A study released last August revealed that divorce filings generally peak twice in year—in August, and March—and suggested that the trend was linked to the end of summer and end of winter.
Here is the ominous Batman-shaped trend:
But the study authors confirm what is common knowledge amongst family lawyers: the winter holiday season itself is often the death blow to a relationship:
[H]olidays are culturally sacred times for families, [Associate sociology professor Julie] Brines said, when filing for divorce is considered inappropriate, even taboo.
“People tend to face the holidays with rising expectations, despite what disappointments they might have had in years past,” Brines said. “They represent periods in the year when there’s the anticipation or the opportunity for a new beginning, a new start, something different, a transition into a new period of life. …”
But holidays are also emotionally charged and stressful for many couples and can expose fissures in a marriage. The consistent pattern in filings, the researchers believe, reflects the disillusionment unhappy spouses feel when the holidays don’t live up to expectations.
The time between the holiday season and the first uptick in March may reflect a period of decision-making, grieving, finding and consulting a lawyer, and determining your best path forward before engaging the court procedure.
But the process starts much sooner. As Global News reported last year, the first Monday back to work after the holidays has been dubbed “Divorce Day” in Great Britain by family lawyers who had observed a marked increase in calls on that day.
The Washington study authors also noted that the first peak on their graph coincides with the springtime peak for suicides. Is there a connection? Maybe not.
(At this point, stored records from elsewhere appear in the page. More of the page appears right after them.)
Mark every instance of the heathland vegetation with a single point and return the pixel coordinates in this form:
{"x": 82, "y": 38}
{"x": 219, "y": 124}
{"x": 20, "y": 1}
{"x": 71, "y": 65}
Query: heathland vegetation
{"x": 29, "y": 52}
However, if increased time or intense togetherness with your family is giving you a special case of holiday blues, be safe and consider this: in the western world divorce has replaced death as the most common endpoint of marriage. As one blogger put it:
Four or five hundred years ago in England the words “until death do us part” became a piece of the standard marriage vow. We still say it and mean it when we marry. But today when two young people who can reasonably expect to live another fifty to seventy years get married, the old vow takes on a meaning that was unheard of when the vow was introduced.
Still, there can be a lot of shame around ending a marriage. Another blogger challenges the common assumption:
If every divorce is a “failed” marriage then by that same reasoning, a loveless, sexless, contemptuous and alcoholic marriage that lasts until one spouse kicks over would be a “successful” marriage….
This year, “Divorce Day” falls on Monday, January 2, 2017.